The most costly residence built in Rockland during the Victorian era was Craigdarroch Castle. Craigdarroch Castle was constructed in the 1890s as a family residence for the wealthy coal baron Robert Dunsmuir and his wife Joan. Robert died in April 1889, more than a year before construction on the castle was completed, and was set on 27 acre of grounds with an entrance on Fort Street. His sons Alexander and James took over the role of finishing the castle after his death. The initial architect of the castle, Warren Williams, also died before completion of the castle. His work was taken over by his associate, Arthur L. Smith, in 1890. After the death of Joan Dunsmuir the castle was raffled off, served as a convalescent home for soldiers during the First World War, then as Victoria College, the forerunner to the University of Victoria from 1920 to 1946.

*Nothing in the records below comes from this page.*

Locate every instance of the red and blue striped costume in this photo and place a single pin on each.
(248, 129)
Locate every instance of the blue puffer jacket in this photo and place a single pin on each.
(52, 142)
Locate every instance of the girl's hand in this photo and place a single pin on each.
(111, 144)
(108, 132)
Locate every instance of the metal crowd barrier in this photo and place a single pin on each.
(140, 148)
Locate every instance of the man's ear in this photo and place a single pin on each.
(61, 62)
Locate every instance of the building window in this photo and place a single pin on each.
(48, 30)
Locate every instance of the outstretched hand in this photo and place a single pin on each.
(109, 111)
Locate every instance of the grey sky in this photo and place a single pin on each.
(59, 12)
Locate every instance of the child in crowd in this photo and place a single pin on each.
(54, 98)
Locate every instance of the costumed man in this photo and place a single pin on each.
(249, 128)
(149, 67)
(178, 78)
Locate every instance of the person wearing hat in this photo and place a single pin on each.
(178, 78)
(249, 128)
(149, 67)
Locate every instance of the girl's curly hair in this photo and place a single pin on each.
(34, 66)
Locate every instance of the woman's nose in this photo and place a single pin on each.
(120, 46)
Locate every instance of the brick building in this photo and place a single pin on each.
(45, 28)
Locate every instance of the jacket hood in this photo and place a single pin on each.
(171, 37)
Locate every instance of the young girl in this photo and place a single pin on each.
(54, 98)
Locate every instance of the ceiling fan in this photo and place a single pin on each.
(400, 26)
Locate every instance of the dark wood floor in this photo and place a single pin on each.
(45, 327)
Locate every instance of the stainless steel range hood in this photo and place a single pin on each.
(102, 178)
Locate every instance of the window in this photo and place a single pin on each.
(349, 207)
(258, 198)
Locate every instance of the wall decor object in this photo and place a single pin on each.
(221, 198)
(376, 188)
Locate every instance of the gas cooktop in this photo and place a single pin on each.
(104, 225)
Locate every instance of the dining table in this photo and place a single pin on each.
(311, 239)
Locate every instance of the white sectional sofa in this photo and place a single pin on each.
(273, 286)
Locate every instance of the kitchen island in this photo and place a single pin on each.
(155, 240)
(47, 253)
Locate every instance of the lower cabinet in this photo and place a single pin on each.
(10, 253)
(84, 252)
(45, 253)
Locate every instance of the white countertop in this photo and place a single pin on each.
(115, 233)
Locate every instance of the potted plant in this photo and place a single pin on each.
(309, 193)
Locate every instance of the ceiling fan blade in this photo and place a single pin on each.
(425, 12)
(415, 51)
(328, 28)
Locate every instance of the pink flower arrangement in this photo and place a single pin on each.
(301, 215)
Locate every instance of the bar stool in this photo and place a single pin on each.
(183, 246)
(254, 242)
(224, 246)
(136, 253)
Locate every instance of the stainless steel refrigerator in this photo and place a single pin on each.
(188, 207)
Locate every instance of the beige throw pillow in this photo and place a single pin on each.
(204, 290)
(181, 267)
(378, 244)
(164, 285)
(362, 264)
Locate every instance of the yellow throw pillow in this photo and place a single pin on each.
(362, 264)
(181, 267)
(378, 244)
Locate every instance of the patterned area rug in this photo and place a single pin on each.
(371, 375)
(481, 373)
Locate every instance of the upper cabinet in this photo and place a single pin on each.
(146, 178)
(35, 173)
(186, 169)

Apart from Government House itself, there are relatively few public buildings of any type in Rockland. At the beginning of Rockland Avenue on the edge of Downtown Victoria stands Christ Church Cathedral, begun in the 1890s with construction extending to 1990. Built in a Gothic style reminiscent of Notre Dame Cathedral in Paris and Durham Cathedral, Christ Church is the cathedral church of the diocese of British Columbia. The Art Gallery of Greater Victoria on Moss Street is the only other significant public institution in the area.